Lewis Wickes Hine was an American sociologist and photographer. Lewis Hine used his camera as a tool for social reform. His photographs were instrumental in changing child labor laws in the United States. He was born on September 26, 1874, in Oshkosh, Wisconsin. He died on November 3, 1940, in Dobbs Ferry, New York.
Lewis Hines was a photographer known for his documentation of exploited child workers and government projects. In 1904, Lewis Hine photographed immigrants on Ellis Island, as well as at the tenements and sweatshops where they lived and worked.
Construction of the Empire State Building
Hine was one of the masters of a new camera called the Graflex. For the first fifty years of photography, the photographer had to compose and focus his picture upside-down on a ground glass in the back of his camera, then insert the holder that held the sensitive plate. Once the plate was in the camera, the photographer was shooting blind, unable to change either his framing or his focusing.

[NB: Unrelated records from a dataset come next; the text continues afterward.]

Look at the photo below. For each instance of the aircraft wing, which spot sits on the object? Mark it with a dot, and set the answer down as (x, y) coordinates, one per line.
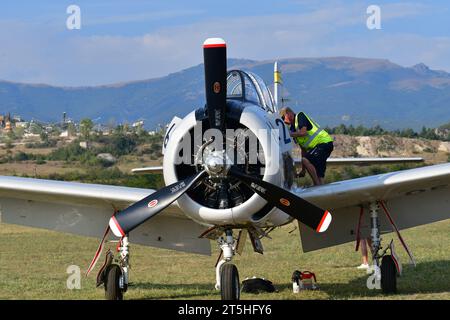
(368, 160)
(85, 209)
(147, 170)
(414, 197)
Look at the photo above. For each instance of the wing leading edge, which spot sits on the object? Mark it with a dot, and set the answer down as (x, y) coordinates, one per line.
(85, 209)
(414, 197)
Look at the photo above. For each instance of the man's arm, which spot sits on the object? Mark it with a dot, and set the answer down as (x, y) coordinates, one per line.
(299, 133)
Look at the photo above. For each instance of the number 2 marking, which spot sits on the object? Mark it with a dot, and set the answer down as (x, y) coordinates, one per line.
(279, 123)
(166, 139)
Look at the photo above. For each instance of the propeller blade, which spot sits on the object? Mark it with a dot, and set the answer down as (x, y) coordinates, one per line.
(215, 61)
(128, 219)
(304, 211)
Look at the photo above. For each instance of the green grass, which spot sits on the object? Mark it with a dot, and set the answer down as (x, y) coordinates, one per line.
(33, 266)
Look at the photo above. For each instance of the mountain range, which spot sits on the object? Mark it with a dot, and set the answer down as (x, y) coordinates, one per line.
(332, 90)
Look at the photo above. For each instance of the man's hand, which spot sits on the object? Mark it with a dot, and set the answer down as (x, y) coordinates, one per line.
(301, 174)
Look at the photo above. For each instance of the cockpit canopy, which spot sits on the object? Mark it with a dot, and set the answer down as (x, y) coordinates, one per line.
(247, 86)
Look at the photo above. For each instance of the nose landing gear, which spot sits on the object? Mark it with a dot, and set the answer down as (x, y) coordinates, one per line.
(227, 275)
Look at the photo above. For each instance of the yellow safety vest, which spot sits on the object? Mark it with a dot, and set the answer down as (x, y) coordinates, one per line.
(314, 136)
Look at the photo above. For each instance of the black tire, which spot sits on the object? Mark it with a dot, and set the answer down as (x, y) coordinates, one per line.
(229, 282)
(388, 275)
(112, 288)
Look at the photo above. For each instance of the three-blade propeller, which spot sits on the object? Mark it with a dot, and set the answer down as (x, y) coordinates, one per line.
(215, 86)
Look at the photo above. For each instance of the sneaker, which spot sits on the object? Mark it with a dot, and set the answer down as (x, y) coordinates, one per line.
(363, 266)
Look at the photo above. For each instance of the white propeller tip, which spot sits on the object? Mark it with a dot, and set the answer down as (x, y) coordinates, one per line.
(325, 222)
(115, 227)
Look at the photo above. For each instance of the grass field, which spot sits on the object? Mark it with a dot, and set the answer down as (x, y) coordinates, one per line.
(33, 265)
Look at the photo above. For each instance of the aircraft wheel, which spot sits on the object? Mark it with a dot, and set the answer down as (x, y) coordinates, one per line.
(112, 286)
(229, 282)
(388, 275)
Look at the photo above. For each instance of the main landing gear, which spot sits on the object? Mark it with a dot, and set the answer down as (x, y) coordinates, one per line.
(387, 267)
(114, 276)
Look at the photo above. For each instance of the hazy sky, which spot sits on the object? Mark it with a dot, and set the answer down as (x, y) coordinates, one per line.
(139, 39)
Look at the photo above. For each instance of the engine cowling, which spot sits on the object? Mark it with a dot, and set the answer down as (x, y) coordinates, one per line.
(211, 203)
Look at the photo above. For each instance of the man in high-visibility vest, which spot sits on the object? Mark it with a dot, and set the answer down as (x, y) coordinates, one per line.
(316, 143)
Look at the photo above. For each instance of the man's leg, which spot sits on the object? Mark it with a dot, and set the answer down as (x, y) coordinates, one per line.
(312, 171)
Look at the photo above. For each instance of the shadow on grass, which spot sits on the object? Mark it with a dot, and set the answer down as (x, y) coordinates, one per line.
(193, 290)
(427, 278)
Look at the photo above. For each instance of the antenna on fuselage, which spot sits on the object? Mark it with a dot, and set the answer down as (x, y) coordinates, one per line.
(277, 82)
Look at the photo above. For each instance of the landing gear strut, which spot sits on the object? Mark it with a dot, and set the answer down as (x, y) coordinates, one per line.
(386, 271)
(227, 275)
(114, 276)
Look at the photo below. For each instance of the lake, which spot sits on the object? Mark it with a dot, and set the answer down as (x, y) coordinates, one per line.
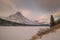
(19, 33)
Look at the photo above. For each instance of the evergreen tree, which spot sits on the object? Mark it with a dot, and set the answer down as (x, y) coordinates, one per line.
(52, 21)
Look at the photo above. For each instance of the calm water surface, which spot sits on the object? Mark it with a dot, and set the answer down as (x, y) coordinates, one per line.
(18, 33)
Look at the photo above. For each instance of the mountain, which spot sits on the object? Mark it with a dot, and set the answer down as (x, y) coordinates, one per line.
(58, 21)
(4, 22)
(19, 18)
(16, 19)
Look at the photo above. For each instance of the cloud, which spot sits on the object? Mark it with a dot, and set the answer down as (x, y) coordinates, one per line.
(43, 18)
(49, 5)
(25, 12)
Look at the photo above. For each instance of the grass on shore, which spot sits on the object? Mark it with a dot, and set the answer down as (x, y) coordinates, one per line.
(39, 34)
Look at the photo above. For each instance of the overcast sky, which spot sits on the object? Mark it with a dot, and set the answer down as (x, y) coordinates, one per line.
(32, 9)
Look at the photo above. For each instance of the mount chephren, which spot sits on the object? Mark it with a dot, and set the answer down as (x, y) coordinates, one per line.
(17, 20)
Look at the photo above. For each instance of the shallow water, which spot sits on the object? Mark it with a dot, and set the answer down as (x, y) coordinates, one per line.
(19, 33)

In 1911, Lewis Hine was hired by the National Child Labor Committee to record child labor conditions, and he produced horrific pictures of exploited children. During World War I, Hines worked as a photographer with the Red Cross and later photographed the construction of the Empire State Building.
Some influences of Lewis Hine were seeing children as young as 8 years old working long hours in dangerous and very harsh conditions.
The reason I chose this photographer is because I really admire how he dedicated his life to showing the world how adults are treating small innocent children and what they made them do.